Submitted to: Food Microbiology
Publication Type: Peer Reviewed Journal
Publication Acceptance Date: 11/1/2006
Publication Date: 3/1/2007
Citation: Oscar, T.P. 2007. Predictive model for growth of salmonella typhimurium dt104 from low initial and high initial density on ground chicken with a natural microflora. Food Microbiology. 24:640-651.

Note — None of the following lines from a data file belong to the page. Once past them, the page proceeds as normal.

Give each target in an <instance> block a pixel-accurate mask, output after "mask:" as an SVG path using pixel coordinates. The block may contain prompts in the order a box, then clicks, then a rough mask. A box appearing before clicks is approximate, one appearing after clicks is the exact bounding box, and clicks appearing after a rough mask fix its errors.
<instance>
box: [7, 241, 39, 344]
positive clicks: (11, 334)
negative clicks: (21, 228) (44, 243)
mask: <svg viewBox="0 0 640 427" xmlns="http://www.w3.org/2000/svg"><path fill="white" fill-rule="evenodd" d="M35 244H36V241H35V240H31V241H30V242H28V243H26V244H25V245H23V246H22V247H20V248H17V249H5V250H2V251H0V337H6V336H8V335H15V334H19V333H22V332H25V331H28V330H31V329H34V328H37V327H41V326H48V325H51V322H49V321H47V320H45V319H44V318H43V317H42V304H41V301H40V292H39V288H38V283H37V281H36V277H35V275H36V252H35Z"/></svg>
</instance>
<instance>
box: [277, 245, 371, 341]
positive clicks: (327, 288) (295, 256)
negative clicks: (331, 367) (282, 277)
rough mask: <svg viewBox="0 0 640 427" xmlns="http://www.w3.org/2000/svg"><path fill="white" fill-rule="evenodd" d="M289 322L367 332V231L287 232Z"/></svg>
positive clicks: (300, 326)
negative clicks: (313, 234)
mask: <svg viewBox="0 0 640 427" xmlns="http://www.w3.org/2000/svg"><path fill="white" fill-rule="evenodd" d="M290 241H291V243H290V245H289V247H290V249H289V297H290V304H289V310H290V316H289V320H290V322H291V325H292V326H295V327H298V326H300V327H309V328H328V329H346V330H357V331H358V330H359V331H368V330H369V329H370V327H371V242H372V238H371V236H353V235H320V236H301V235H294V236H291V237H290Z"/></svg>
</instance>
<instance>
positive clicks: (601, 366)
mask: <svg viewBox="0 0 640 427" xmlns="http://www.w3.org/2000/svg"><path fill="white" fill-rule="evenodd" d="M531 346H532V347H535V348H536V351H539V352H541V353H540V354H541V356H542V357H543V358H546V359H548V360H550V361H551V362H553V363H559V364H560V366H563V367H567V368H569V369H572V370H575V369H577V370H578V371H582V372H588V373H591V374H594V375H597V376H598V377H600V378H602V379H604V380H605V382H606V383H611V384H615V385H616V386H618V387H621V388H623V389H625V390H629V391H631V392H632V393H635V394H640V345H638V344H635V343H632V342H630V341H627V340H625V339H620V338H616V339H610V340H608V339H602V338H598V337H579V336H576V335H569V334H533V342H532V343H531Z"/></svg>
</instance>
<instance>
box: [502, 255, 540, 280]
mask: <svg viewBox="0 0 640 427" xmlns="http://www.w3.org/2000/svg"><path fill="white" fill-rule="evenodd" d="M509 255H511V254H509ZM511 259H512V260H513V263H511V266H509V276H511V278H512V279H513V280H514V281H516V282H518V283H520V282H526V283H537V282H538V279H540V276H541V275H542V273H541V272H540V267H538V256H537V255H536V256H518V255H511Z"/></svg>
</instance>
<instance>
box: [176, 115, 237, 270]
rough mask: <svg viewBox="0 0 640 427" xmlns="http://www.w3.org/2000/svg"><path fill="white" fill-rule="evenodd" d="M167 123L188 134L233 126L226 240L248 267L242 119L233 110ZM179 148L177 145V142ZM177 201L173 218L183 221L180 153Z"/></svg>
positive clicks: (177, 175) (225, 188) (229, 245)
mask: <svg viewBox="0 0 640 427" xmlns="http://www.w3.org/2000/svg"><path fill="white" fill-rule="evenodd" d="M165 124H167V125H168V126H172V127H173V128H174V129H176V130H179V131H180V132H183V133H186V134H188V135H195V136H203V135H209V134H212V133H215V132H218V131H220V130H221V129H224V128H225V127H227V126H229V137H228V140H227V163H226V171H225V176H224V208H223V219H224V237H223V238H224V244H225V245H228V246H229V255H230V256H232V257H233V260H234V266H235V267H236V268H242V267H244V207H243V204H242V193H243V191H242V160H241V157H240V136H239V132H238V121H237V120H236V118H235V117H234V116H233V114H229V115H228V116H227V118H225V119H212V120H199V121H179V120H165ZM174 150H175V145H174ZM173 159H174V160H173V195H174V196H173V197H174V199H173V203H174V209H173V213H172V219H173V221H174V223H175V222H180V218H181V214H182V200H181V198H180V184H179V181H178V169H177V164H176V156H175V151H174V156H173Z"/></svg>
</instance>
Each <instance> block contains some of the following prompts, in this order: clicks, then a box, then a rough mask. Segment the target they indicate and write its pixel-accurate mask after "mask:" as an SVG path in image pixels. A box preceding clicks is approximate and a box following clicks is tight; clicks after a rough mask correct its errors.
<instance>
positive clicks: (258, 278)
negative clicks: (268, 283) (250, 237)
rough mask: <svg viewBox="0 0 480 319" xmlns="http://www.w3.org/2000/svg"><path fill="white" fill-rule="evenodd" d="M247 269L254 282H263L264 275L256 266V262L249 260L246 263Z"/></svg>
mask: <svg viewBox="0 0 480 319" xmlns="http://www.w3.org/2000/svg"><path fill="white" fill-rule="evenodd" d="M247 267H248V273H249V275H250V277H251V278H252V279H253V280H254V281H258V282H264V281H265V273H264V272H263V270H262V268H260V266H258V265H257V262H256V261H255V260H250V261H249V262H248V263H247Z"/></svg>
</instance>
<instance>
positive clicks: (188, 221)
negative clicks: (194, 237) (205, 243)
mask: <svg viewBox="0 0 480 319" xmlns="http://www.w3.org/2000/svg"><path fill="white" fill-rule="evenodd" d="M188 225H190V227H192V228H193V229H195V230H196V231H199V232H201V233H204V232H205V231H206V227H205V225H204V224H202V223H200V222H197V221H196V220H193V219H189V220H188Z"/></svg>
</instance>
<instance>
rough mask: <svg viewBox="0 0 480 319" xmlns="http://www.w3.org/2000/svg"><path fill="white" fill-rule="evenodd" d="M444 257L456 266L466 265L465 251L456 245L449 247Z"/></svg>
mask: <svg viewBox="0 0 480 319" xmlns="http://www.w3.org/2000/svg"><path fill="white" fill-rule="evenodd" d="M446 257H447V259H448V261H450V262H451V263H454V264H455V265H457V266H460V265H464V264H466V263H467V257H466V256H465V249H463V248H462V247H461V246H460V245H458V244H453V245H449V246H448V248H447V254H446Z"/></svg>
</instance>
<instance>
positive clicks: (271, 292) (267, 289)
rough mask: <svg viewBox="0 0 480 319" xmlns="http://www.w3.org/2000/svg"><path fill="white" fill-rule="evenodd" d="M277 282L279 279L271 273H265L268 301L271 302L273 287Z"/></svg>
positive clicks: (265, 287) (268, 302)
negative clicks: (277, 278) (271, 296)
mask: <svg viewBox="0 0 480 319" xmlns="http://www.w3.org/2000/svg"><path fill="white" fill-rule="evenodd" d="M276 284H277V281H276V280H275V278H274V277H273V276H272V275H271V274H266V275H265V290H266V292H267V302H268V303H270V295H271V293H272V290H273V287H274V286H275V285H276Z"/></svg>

Interpretive Summary: Time and temperature data collected during the processing, distribution and storage of food are used in computer models to predict consumer exposure to pathogens in food. However, most current models over-predict exposure because they are based on data from sterile food. It has been known for sometime that other microbes in food suppress the growth of pathogens. However, models have not been developed with non-sterile food because it is difficult to follow the growth of pathogens in the presence of other microbes. In the current research, a strain of Salmonella that is found in nature and has a characteristic that allows its growth to be followed in the presence of other microbes was used to develop a computer model that provides better predictions of consumer exposure to Salmonella in ground chicken. Of note, the model predicts less growth of Salmonella on ground chicken than previous models, which were based on data from sterile chicken.

Technical Abstract: Growth of Salmonella Typhimurium DT104 (ATCC 700408) from a low initial density (0.6 log/g) on non-sterile ground chicken was investigated and modeled as a function of time and temperature (10 to 40C). Data from five replicate challenge studies per temperature were combined and fit to a primary model for determination of maximum specific growth rate (umax), maximum population density (Nmax) and the 95% prediction interval (PI). Non-linear regression was used to obtain secondary models for max, Nmax, PI and the maximum sampling time (tmax), as a function of temperature. Secondary models were combined with the primary model in a computer spreadsheet to create a tertiary model for predicting the variation (95% PI) of pathogen growth among batches of ground chicken. The 95% PI changed in a non-linear manner as a function of temperature from 1.4 to 2.4 to 1.9 log/g at 10, 14 and 40C, respectively. For data used in model development, 93% of observed values for pathogen density at time t, N(t), were in the 95% PI of the tertiary model. This value was not different (P > 0.05) from 95%. For data not used in model development, 94% of observed N(t) were in the 95% PI of the tertiary model. This value was not different (P > 0.05) from 95%. Thus, the tertiary model was successfully validated for predicting the growth of S. Typhimurium DT104 from a low initial density on ground chicken.